@edgarblythe,
Quote:On the topic of using correct English, I have always, in each case, used the structure that seemed best at the time.
In this you are no different than any of the great writers of English, Edgar. Or, for that matter, any one of your fellow English native speakers.
Quote:As a student, I never thoroughly learned the rules they threw at us.
No one does, no one has ever learned those "rules", because they weren't rules. At best, we can memorize them. They were prescriptions, Ed, made up rules, rules that are "alien to the natural working of language". Language science has described this many times. I've also described this many times here at A2K. But it's hard to eradicate these old canards people hold about anything.

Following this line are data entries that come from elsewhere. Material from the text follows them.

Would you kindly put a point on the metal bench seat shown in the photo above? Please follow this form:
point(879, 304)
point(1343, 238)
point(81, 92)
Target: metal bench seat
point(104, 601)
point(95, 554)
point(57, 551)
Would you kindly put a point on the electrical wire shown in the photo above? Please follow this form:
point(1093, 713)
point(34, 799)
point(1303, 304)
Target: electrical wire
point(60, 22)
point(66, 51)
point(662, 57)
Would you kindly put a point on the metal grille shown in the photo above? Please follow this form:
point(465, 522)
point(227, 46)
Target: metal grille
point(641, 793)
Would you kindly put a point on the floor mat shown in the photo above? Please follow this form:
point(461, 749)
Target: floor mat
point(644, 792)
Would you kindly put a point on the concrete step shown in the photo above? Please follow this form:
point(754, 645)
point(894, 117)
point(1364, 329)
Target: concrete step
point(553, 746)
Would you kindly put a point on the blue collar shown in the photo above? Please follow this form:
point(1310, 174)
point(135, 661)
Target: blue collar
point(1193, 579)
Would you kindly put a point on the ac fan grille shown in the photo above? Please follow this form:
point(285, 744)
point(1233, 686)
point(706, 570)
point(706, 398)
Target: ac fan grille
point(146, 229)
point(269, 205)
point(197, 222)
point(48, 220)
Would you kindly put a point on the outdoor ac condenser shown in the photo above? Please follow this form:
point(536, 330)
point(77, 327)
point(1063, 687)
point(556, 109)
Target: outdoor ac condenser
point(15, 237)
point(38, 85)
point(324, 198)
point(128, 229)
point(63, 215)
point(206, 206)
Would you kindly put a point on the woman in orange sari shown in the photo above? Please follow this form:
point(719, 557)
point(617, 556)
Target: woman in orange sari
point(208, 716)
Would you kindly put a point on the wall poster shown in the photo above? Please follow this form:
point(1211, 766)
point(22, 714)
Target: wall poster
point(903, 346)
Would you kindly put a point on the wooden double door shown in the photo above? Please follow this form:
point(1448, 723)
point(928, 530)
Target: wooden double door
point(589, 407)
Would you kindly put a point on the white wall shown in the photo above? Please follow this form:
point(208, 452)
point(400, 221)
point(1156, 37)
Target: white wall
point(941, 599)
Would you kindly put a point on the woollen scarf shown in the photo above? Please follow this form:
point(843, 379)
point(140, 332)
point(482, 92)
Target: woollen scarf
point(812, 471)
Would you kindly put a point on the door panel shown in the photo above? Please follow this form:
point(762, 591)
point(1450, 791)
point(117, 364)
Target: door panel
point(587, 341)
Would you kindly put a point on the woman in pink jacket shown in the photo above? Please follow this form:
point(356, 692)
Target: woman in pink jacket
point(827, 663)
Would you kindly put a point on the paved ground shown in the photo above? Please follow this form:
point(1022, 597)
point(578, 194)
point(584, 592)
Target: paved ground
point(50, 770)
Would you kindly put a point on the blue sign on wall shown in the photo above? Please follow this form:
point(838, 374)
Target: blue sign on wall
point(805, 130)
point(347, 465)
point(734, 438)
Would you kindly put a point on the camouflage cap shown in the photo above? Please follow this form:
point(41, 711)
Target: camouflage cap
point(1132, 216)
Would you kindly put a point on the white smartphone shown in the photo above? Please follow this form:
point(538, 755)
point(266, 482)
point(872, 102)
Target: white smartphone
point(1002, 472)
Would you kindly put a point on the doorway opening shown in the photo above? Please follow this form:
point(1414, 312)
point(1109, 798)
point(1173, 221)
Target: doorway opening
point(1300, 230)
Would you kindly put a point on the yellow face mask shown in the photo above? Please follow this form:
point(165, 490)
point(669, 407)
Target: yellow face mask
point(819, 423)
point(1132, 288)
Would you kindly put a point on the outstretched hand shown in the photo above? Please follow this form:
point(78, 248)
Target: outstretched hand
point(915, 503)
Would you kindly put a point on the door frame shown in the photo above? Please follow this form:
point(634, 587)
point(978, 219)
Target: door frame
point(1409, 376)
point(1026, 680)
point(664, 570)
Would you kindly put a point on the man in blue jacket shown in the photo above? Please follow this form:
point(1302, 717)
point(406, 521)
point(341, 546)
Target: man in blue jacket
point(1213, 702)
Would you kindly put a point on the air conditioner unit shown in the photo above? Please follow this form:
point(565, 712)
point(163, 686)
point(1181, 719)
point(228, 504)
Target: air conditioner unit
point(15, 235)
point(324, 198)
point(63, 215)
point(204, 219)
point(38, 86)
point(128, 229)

Quote:The rules people learn (or more likely, fail to learn) in school are called [prescriptive] rules, prescribing how one "ought" to talk. Scientists studying language propose [descriptive] rules, describing how people [do] talk -- the way to determine whether a construction is "grammatical" is to find people who speak the language and ask them. Prescriptive and descriptive grammar are completely different things, and there is a good reason that scientists focus on the descriptive rules.
...
For here are the remarkable facts. Most of the prescriptive rules of the language mavens make no sense on any level. They are bits of folklore that originated for screwball reasons several hundred years ago and have perpetuated themselves ever since. For as long as they have existed, speakers have flouted them, spawning identical plaints about the imminent decline of the language century after century. All the best writers in English have been among the flagrant flouters. The rules conform neither to logic nor tradition, and if they were ever followed they would force writers into fuzzy, clumsy, wordy, ambiguous, incomprehensible prose, in which certain thoughts are not expressible at all. Indeed, most of the "ignorant errors" these rules are supposed to correct display an elegant logic and an acute sensitivity to the grammatical texture of the language, to which the mavens are oblivious.

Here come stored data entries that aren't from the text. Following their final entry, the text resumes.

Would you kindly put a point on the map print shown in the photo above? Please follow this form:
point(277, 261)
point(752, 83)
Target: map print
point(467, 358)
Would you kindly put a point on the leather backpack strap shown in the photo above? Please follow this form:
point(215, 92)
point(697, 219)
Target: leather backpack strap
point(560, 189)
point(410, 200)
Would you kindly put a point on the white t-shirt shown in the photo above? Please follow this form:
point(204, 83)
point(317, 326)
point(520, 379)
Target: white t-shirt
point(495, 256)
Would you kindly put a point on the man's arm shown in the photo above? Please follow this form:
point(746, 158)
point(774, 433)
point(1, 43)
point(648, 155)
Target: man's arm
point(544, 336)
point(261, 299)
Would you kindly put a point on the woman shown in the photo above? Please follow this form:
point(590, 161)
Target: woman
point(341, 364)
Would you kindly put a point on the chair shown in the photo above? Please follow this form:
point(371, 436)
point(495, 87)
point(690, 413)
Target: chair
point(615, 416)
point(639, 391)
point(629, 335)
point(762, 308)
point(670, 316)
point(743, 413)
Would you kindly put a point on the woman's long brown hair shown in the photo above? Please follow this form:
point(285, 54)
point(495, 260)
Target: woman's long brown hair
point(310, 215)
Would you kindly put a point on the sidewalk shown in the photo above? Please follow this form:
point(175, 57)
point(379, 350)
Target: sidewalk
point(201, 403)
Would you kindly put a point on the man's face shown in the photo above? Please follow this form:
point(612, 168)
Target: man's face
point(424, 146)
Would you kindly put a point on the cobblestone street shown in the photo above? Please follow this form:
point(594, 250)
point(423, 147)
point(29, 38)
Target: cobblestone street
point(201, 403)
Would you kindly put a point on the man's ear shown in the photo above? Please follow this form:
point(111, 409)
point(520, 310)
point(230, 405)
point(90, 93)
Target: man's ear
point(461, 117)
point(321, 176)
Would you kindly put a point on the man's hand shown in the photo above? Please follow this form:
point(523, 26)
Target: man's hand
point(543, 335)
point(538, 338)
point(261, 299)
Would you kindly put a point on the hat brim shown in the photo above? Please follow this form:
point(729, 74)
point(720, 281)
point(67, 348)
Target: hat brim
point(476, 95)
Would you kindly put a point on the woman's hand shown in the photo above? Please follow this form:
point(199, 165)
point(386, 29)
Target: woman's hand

http://pinker.wjh.harvard.edu/articles/media/1994_01_24_thenewrepublic.html
Essentially you were lied to, Edgar. Those that taught you were ignorant of the history of these made up rules. Pick any one of the rules you do remember being taught and in all likelihood it'll be one of these false rules.
Quote:Because I read library books, constantly, I was able to guess enough correct answers on the tests to pass. My problem was, my life was awash in negativity. Futility reigned. It kept me from being able to concentrate on and retain such information.
That's what everyone has to do in order to pass these nonsense tests. Those rules aren't rules; they never were rules. Keep this one thought in mind: they are "alien to the natural workings of language".
People operating naturally in language don't follow these prescriptions. They can't, because, again, these prescriptions are alien to the natural workings of language.
Scientists studying language find that those who scream loudest about those breaking the rules often do so themselves, sometimes in the same text wherein they chastise others for breaking the "rules".
Since you were roughly five years of age, you knew pretty much all the rules of the English language. Don't think that the conventions we all learn for writing are the gold standard for language for writing is an artificial part of language.
Also, don't fall into that false trap that most everyone believes, that the conventions used for writing describe the rules for correct English. That is the biggest lie of all.
The rules for speech and the conventions we follow for writing are very different. Neither one is the gold standard for language use. Each has its place, and in actual fact, there are more than two standards.
You've hit on one of the biggest paradoxes of language, a couple of them actually, and they are intertwined. People think that they learn language, learn to use language correctly by being taught about it in school. This is such patent nonsense. As I noted above, by age five, you knew millions of structural rules about your language, virtually everything you needed to function in language.
When one considers these millions of natural rules, the complexity of these natural rules you learned by age five, it makes the severely limited number of the silly rules/prescriptions you were taught in school look absolutely ridiculous.